一月たって、父とよく行った公園で一人でぼうっと夕日を眺めている時に、なぜだか急にもう会えないのだと理解できた。
目からは涙が、口から言葉が漏れる。
ふざけるな
誰に対しての、何に対しての感情だったのかはわからない。ただ、その時、呪った。漠然と、何か形のないものを、自分から父を奪った何かを、たしかに呪った。
殺してやる
涙を袖で拭いながら誓う。何を殺すのか、それさえわからないままに誓う。ウィルの赤銅色の髪、赤褐色の瞳は、夕陽を受けて燃える炎のように赤く揺らめいた。
刻まれた憎しみの記憶が胸の内に火を灯す。以来、ウィルの内面にはずっと炎が燃えている。呪いを固めたような、永遠の炎が。
それから十年の時が過ぎた。
とある辺境世界にある時空管理局基地の隊舎内。士官用の一人部屋でウィルは目を覚ました。
開かれた瞳に浮かぶ凶暴な色はすぐに消え、代わりに知性の輝きが戻る。手をのばしてベッド横のサイドテーブルに乗せていたタオルを取り、汗ばんだ額に張り付く髪をかき上げ、顔を拭う。
部屋の中も窓の外も暗い。携帯端末を手に取り時間を確認すると、起床時間には一時間ほどの余裕がある。
今更眠る気にもなれず、かといって消灯時間中に出歩いて自主訓練をするわけにもいかず、ベッドに寝そべって先ほどの夢を思い返す。
あの夢をもう何十回と見ただろう。
夢は記憶の整理のためにおこなわれると聞いたことがあるが、だとすれば、いまだに自分は当時のことを整理しきれていないのだろう。
あの時から、ウィルは父を死なせたモノに復讐するために生きている。
不毛なことかもしれない。父を死なせた“それ”は特定の個人や組織ではなく、いうなればハリケーンや地震のような災害に近いモノだ。いつかは必ず現れる。だが、現れたその時その場所にウィルが居合わせることができる可能性は限りなく低い。報道管制が敷かれるから、現れたと知ることすらかなわない。
それでも、諦めきれない。
だから、数多の世界をまたにかける巨大治安維持組織『時空管理局』に入局した。
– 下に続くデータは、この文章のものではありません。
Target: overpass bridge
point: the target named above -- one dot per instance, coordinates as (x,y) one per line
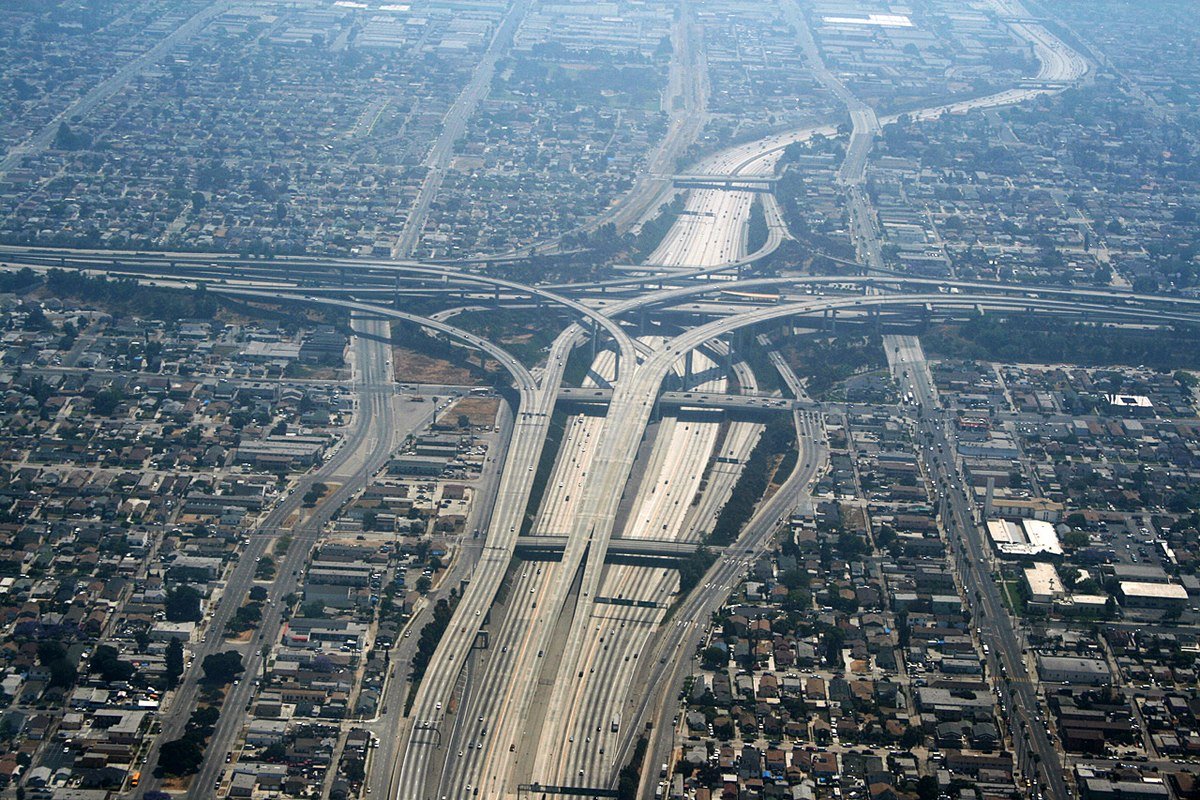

いつかそれが現れた時、対処のために動くのは時空管理局だ。努力して士官学校に入学したのも、将来エリートとして多くの世界に散らばって行く士官候補生たちとのコネクションを得れば、それが活動した時にその情報を得られる事ができると考えたから。
それでも、いざその時に自分が関われる可能性は極めて低い。仇討ちなんて諦めた方がきっと楽だ。
それでも、と思う。それでも――
突然、基地内に警報が鳴り響き、まだ消灯時間にも関わらず一斉に照明がつき始める。
深夜の訓練予定はなかったはず。ということは、何か事件が起こったのだろう。
「……珍しいな」
ため息をつき、ウィルは立ち上って時空管理局の制服に袖を通す。ウィルがどんな過去を持とうと、どんな気分であろうと、世界はおかまいなしに回り続ける。
*
その少し前、同基地の管制室。
部屋の中を青白い照明の光が満たす中、少女は頬杖をつきながらぼうっと前方を見ていた。
視線の先には壁に取り付けられたディスプレイがある。いまどき珍しい平面型だ。
ホログラム技術の発達により、空間投影型のディスプレイ――ホロ・ディスプレイが現れ、個人用携帯端末でさえ採用されるほどの主流となった昨今、場所を大きくとるうえに柔軟に対応できない平面型は次第に数を減らしている。それがいまだに現役なのは、単に買い替える金銭的余裕がないからに他ならない。
ディスプレイは、少女がこの部屋に入ってからの数時間、変わらぬ輝きを放っている。表示されているのは、彼女がいる基地を中心とした数百キロメートルのマップ。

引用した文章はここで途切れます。